Méndez is insistent that denial of abortion is torture, though, for all cases. He says in section 50:

The Committee against Torture has repeatedly expressed concerns about restrictions on access to abortion and about absolute bans on abortion as violating the prohibition of torture and ill-treatment. On numerous occasions United Nations bodies have expressed concern about the denial of or conditional access to post-abortion care. often for the impermissible purposes of punishment or to elicit confession.  The Human Rights Committee explicitly stated that breaches of article 7 of the International Covenant on Civil and Political Rights include forced abortion, as well as denial of access to safe abortions to women who have become pregnant as a result of rape and raised concerns about obstacles to abortion where it is legal.

Here forced abortions are presented as on par with denial of abortion. But the fact is, they are not. A forced abortion takes a life, and the denial of abortion saves one. A forced abortion can never be undone. A woman is subjected to the horror of having her body violated (possibly a second time, if she was a victim of rape), and knowing life has been taken from her. Denying someone a right to have a life taken is not torture; it’s a basic human right for the unborn life.

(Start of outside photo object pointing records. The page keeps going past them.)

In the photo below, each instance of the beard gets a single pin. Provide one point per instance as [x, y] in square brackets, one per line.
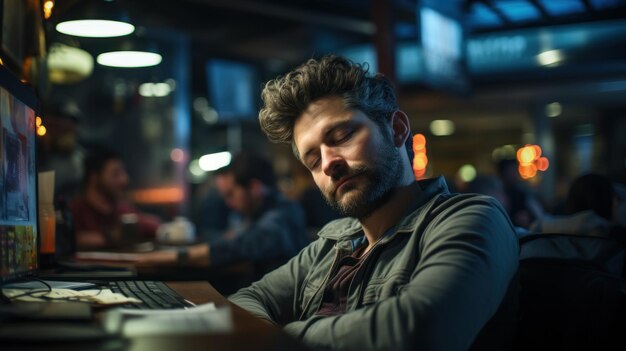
[374, 186]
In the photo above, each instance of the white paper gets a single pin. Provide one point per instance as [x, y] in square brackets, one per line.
[200, 319]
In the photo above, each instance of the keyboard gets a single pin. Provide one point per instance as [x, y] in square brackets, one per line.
[154, 294]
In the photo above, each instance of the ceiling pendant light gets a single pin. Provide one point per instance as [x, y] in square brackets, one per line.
[129, 59]
[95, 28]
[96, 19]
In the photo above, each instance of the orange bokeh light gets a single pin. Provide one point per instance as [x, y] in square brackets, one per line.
[158, 195]
[177, 155]
[543, 164]
[531, 161]
[420, 161]
[526, 154]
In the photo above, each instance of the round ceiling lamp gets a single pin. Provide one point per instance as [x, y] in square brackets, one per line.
[95, 28]
[129, 59]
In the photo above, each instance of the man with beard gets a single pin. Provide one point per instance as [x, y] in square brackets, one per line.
[413, 266]
[100, 210]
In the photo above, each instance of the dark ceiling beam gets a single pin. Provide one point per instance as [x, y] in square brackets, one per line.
[292, 14]
[588, 6]
[542, 10]
[505, 20]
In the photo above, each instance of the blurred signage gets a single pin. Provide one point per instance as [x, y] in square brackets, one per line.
[586, 47]
[442, 39]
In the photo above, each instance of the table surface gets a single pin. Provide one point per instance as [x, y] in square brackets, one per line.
[249, 332]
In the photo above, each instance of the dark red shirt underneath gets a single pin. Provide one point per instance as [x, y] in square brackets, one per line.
[335, 299]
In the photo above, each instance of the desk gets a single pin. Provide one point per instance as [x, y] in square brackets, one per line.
[249, 332]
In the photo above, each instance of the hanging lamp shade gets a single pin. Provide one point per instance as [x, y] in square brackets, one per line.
[67, 64]
[131, 52]
[95, 19]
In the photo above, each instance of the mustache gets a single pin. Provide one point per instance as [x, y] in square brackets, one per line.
[343, 173]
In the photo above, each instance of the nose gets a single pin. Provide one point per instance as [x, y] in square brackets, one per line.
[332, 162]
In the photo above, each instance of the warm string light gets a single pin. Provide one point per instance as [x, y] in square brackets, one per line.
[531, 161]
[47, 8]
[40, 128]
[420, 160]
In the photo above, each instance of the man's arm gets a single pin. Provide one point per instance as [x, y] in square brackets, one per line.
[273, 297]
[468, 259]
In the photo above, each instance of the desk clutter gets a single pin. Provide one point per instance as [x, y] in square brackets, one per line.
[97, 297]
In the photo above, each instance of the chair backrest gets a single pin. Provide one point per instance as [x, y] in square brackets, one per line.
[572, 293]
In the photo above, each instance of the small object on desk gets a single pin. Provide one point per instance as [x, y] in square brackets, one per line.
[47, 311]
[55, 284]
[46, 332]
[106, 256]
[201, 319]
[99, 297]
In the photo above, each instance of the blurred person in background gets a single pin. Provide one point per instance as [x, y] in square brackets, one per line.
[102, 215]
[269, 228]
[492, 186]
[411, 267]
[591, 207]
[212, 216]
[524, 207]
[59, 150]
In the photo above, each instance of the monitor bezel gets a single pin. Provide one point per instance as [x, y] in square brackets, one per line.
[29, 97]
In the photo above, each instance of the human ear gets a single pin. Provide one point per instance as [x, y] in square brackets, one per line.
[400, 127]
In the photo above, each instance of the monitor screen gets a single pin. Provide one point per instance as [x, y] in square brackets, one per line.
[18, 189]
[232, 89]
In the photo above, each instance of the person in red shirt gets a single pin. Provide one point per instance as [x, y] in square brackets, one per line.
[102, 215]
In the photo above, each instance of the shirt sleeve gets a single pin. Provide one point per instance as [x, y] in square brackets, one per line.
[273, 297]
[468, 258]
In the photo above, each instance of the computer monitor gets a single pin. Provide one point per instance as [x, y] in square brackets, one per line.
[18, 184]
[232, 89]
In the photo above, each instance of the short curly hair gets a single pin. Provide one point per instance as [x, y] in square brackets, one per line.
[286, 98]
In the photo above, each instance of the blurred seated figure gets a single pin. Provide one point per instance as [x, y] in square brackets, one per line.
[524, 208]
[267, 230]
[212, 216]
[590, 207]
[103, 218]
[492, 186]
[59, 150]
[489, 185]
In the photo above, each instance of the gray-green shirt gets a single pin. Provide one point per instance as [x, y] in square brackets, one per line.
[432, 284]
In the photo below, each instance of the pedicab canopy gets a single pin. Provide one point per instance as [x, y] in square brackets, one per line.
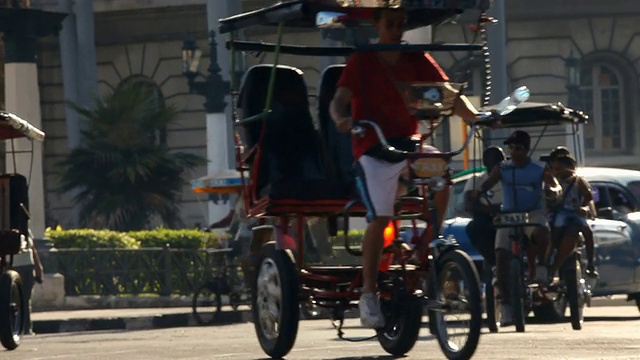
[222, 182]
[306, 13]
[12, 127]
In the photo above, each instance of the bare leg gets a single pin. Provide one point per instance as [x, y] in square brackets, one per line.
[372, 244]
[565, 247]
[502, 273]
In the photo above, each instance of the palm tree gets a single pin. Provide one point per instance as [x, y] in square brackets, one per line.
[123, 176]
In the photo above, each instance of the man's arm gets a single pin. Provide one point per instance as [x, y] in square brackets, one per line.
[339, 109]
[552, 186]
[465, 109]
[588, 205]
[493, 179]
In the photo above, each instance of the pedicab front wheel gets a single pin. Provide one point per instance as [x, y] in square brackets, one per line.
[275, 294]
[459, 320]
[12, 309]
[403, 317]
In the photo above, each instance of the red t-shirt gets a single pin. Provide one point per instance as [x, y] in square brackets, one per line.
[378, 98]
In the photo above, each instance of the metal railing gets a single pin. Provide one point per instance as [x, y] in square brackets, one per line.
[161, 271]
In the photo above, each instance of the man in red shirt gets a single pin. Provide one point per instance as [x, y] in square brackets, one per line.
[368, 85]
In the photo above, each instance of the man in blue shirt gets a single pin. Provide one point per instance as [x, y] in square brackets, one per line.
[522, 182]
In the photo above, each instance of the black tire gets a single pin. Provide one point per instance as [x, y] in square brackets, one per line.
[207, 303]
[278, 267]
[552, 311]
[571, 270]
[12, 309]
[464, 266]
[516, 283]
[402, 325]
[491, 306]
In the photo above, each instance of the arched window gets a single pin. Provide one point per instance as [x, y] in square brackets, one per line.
[151, 87]
[602, 96]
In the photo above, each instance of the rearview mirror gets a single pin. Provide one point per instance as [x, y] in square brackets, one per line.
[330, 20]
[606, 213]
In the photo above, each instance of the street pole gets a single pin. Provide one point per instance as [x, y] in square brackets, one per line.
[497, 37]
[219, 146]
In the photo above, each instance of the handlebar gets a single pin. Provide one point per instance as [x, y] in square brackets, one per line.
[359, 130]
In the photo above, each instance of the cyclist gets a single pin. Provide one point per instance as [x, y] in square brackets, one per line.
[522, 182]
[368, 83]
[570, 217]
[480, 229]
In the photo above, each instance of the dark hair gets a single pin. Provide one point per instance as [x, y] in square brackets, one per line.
[566, 161]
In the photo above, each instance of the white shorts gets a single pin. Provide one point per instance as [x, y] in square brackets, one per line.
[377, 183]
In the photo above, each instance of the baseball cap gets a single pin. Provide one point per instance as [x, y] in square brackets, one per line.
[519, 137]
[559, 151]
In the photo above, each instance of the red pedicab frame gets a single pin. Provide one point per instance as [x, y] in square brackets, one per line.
[279, 276]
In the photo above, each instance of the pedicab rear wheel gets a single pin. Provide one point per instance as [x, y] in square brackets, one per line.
[492, 307]
[403, 318]
[458, 287]
[207, 303]
[275, 295]
[12, 309]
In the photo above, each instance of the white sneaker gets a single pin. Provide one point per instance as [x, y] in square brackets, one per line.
[541, 275]
[370, 314]
[506, 315]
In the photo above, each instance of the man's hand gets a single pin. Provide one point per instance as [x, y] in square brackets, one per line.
[344, 124]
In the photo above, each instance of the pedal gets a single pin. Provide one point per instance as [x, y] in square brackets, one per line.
[434, 305]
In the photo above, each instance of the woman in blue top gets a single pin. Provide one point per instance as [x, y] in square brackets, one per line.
[522, 183]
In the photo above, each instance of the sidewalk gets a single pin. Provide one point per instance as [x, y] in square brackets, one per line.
[157, 318]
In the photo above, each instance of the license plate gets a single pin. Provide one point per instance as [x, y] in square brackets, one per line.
[512, 218]
[429, 167]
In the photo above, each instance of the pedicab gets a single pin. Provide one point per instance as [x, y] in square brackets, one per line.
[544, 122]
[14, 233]
[281, 162]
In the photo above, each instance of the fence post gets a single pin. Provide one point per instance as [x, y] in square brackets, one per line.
[168, 283]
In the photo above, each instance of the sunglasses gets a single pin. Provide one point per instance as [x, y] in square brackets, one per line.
[516, 147]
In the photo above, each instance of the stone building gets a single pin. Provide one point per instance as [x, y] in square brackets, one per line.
[142, 40]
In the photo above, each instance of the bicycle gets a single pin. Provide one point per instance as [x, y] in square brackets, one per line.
[207, 300]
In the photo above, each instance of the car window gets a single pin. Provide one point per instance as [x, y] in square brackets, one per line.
[634, 188]
[619, 200]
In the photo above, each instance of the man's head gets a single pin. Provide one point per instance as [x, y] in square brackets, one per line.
[563, 166]
[390, 23]
[559, 151]
[519, 144]
[492, 157]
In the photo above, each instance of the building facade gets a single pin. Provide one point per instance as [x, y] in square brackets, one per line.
[143, 40]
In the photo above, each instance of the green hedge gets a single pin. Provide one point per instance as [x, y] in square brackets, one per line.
[95, 239]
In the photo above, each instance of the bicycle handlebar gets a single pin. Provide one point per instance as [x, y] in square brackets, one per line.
[358, 130]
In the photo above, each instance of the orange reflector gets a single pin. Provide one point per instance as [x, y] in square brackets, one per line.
[389, 234]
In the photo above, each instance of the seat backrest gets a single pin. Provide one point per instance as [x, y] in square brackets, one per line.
[338, 144]
[14, 197]
[290, 144]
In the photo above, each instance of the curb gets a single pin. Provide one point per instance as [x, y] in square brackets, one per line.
[134, 323]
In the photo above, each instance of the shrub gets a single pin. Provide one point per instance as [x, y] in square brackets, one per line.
[91, 239]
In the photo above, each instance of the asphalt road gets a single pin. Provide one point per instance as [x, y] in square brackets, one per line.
[610, 332]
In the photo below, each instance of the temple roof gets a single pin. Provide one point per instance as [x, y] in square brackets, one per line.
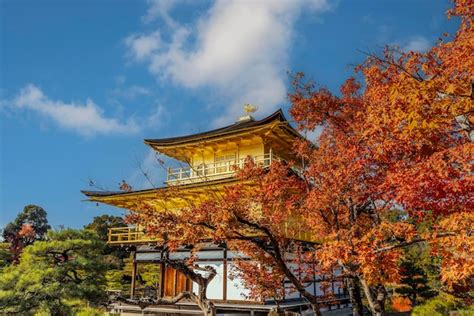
[239, 126]
[129, 199]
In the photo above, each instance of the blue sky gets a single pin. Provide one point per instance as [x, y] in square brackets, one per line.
[82, 83]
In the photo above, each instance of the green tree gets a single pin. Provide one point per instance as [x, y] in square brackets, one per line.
[414, 283]
[67, 265]
[29, 225]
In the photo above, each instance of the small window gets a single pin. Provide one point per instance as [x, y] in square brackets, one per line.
[224, 163]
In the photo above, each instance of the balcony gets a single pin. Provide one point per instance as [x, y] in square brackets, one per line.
[127, 235]
[214, 171]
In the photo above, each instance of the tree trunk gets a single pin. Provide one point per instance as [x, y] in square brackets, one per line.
[374, 302]
[353, 287]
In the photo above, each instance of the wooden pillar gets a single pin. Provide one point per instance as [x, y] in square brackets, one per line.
[134, 275]
[224, 281]
[161, 289]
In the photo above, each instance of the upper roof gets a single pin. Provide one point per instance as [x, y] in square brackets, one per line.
[239, 126]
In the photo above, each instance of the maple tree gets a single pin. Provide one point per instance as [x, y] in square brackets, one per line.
[396, 143]
[29, 225]
[402, 140]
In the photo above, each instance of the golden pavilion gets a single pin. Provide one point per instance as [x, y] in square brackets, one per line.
[208, 163]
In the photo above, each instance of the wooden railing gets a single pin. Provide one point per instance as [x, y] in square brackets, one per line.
[127, 235]
[218, 170]
[135, 235]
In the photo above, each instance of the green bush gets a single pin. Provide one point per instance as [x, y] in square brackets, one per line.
[89, 311]
[441, 306]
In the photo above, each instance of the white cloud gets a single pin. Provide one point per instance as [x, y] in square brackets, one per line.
[131, 92]
[86, 119]
[418, 43]
[158, 117]
[143, 46]
[160, 9]
[239, 49]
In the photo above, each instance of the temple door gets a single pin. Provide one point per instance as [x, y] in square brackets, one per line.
[175, 282]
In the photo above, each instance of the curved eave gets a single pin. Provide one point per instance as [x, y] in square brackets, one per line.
[228, 131]
[187, 192]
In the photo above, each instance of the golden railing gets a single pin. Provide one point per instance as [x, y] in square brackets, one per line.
[127, 235]
[210, 171]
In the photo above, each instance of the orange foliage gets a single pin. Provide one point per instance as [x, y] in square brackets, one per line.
[395, 145]
[401, 304]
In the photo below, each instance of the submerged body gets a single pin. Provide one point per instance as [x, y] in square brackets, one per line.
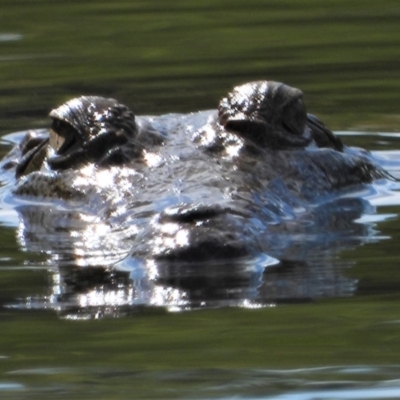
[230, 191]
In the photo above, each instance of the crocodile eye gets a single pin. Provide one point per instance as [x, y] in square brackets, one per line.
[56, 125]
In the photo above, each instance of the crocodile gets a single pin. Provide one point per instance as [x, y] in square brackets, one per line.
[230, 191]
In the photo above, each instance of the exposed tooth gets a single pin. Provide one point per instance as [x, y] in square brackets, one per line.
[56, 141]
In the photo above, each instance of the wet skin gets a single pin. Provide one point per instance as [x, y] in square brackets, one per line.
[210, 187]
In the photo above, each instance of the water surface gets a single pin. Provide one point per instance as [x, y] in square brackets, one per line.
[160, 57]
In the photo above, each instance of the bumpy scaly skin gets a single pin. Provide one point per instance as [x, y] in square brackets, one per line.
[194, 205]
[273, 115]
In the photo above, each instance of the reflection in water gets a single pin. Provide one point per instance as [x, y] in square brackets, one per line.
[87, 280]
[356, 382]
[150, 236]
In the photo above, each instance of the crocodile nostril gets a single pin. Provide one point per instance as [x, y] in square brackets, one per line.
[191, 214]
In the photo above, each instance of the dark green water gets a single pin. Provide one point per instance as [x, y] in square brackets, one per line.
[179, 56]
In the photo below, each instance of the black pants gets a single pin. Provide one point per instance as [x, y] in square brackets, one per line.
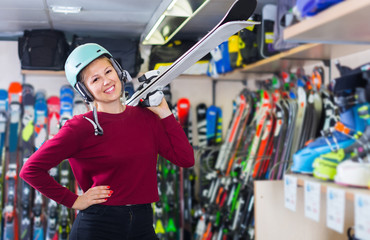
[114, 223]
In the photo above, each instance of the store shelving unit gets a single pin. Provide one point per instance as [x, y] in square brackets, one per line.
[273, 219]
[346, 22]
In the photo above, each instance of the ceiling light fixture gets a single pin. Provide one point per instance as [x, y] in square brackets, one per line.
[169, 18]
[65, 9]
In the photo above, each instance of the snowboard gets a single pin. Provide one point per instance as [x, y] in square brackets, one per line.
[233, 21]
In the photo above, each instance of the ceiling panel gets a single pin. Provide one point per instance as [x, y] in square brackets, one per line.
[22, 4]
[108, 17]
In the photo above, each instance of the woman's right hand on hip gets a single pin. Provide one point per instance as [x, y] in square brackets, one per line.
[94, 195]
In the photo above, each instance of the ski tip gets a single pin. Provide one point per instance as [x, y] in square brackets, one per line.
[15, 91]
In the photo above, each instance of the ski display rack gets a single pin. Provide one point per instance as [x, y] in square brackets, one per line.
[317, 48]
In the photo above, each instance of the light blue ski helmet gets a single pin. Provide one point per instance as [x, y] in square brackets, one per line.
[80, 57]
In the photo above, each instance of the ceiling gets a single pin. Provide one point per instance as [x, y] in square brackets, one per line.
[109, 18]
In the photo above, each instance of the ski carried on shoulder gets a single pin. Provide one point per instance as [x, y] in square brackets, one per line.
[234, 20]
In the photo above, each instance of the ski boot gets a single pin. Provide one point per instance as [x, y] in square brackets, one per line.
[341, 136]
[325, 166]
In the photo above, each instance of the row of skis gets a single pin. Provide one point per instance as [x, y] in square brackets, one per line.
[292, 121]
[27, 120]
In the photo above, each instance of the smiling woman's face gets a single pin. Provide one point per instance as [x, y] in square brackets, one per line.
[102, 80]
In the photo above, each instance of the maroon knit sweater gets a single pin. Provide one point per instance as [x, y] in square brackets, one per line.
[124, 158]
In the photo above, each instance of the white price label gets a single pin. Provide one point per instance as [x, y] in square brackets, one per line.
[312, 192]
[362, 216]
[335, 206]
[290, 192]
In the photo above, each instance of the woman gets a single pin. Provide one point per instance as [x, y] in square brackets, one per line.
[112, 151]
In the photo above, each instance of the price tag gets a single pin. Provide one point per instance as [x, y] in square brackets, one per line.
[290, 192]
[335, 206]
[362, 216]
[312, 192]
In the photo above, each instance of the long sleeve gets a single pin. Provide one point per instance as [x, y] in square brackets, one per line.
[36, 169]
[173, 143]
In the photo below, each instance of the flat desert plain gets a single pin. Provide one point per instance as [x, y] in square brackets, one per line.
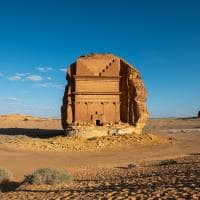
[114, 167]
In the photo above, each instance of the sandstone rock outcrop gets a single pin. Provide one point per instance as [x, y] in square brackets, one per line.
[104, 90]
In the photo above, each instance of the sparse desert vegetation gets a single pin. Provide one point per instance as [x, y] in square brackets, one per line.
[49, 176]
[164, 164]
[5, 175]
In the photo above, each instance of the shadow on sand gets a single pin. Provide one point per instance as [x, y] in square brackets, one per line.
[34, 133]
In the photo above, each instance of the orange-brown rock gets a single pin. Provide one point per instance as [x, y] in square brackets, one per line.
[104, 90]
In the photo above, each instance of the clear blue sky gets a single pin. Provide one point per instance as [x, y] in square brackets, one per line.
[38, 38]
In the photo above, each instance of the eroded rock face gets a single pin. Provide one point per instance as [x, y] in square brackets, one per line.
[104, 90]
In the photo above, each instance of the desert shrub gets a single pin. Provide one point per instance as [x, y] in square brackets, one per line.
[5, 175]
[168, 162]
[49, 176]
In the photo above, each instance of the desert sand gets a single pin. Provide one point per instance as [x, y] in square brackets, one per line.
[117, 167]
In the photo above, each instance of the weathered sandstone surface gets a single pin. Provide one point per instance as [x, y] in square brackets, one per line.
[105, 96]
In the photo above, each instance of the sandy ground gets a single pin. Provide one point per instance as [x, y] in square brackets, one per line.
[100, 165]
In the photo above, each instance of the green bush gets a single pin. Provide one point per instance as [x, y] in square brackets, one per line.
[5, 175]
[49, 176]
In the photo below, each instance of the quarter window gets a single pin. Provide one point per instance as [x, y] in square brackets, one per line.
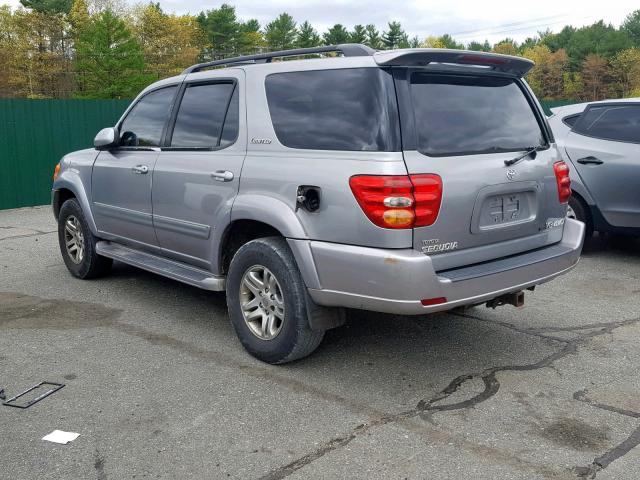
[348, 109]
[201, 117]
[144, 124]
[611, 122]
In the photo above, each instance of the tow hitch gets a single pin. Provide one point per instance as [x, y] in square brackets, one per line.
[516, 299]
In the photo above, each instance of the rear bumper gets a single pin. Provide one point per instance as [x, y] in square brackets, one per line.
[395, 281]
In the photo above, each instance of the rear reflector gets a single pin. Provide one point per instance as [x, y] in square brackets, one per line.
[561, 170]
[433, 301]
[398, 201]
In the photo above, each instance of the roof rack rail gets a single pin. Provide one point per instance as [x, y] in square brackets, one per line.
[347, 49]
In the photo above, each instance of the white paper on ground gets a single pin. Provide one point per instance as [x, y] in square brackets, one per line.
[58, 436]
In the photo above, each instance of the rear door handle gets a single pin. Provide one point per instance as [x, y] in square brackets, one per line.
[142, 169]
[590, 160]
[222, 175]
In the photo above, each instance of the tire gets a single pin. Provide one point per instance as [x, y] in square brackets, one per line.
[285, 335]
[83, 261]
[578, 211]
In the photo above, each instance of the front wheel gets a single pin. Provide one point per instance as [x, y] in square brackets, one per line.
[77, 243]
[267, 302]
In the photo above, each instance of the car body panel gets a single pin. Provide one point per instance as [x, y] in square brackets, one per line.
[605, 188]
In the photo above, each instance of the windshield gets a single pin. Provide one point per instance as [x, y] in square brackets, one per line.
[463, 114]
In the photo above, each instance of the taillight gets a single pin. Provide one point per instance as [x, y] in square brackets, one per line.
[398, 201]
[561, 170]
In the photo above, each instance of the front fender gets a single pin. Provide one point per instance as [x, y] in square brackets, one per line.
[69, 179]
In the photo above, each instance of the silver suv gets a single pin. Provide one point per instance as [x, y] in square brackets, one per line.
[407, 181]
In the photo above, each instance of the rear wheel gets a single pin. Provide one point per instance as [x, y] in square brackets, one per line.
[77, 243]
[267, 305]
[578, 211]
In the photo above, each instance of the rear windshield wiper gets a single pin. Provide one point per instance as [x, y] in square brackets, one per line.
[529, 151]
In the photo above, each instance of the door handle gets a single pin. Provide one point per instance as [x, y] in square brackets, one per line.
[590, 160]
[222, 175]
[141, 169]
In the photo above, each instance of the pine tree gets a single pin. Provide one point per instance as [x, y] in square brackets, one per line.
[109, 61]
[307, 36]
[358, 35]
[373, 37]
[336, 35]
[281, 33]
[395, 37]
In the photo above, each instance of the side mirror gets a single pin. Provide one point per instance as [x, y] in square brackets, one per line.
[105, 139]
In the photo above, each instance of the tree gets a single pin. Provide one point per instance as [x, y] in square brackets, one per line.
[506, 47]
[307, 36]
[432, 42]
[479, 47]
[447, 41]
[169, 43]
[222, 30]
[631, 26]
[547, 76]
[250, 38]
[281, 33]
[78, 17]
[358, 34]
[395, 37]
[48, 6]
[594, 76]
[109, 60]
[336, 35]
[626, 70]
[373, 37]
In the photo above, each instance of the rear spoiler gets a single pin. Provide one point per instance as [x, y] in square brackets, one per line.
[410, 57]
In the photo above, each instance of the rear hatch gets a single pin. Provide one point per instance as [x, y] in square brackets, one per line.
[465, 117]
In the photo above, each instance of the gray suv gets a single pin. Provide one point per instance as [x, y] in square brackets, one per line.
[407, 181]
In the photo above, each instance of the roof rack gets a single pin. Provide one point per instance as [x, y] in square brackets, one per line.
[347, 49]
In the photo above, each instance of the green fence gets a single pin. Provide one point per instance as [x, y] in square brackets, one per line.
[35, 134]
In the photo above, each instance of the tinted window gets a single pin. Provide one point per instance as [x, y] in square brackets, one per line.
[143, 125]
[611, 122]
[571, 120]
[351, 109]
[201, 115]
[467, 114]
[232, 122]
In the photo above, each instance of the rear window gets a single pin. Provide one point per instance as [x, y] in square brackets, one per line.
[350, 109]
[462, 114]
[611, 122]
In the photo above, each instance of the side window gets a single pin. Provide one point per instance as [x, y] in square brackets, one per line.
[347, 109]
[611, 122]
[201, 117]
[144, 124]
[571, 120]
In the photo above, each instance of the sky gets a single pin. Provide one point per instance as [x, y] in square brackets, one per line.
[464, 20]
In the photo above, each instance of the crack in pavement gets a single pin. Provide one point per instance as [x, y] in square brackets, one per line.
[624, 447]
[38, 233]
[425, 407]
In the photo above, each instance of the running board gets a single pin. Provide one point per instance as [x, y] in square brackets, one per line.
[169, 268]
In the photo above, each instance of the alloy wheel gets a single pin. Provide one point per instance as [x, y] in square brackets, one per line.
[74, 239]
[262, 302]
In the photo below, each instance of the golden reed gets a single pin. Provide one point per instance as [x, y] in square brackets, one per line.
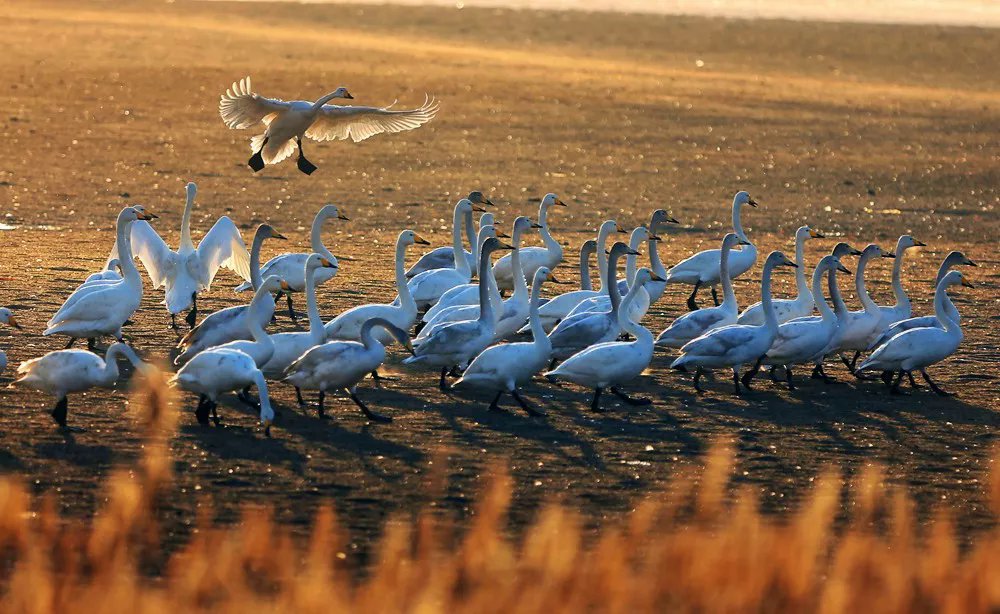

By all accounts, Méndez would consider the North Dakota legislature torturers for deciding that life begins at conception. He would consider Kansas and Arkansas as inflicting torture for passing laws that protect life. However, denying abortion isn’t torture, because the motive isn’t torment; the motive isn’t to make someone suffer, but to prevent the suffering of the baby destroyed and of the mother, who will have to live with it.

The extra tragedy in this culture of death is that we have walked forward into the past, where we justify death as a merciful thing, when truly it brings destruction. Méndez has stretched the definitions to a point that distorts them and, in the process, manages to reduce the true suffering of victims of such horrific crimes as female genital mutilation to the level of carrying a living baby to term. Protecting life can never be equated with killing it.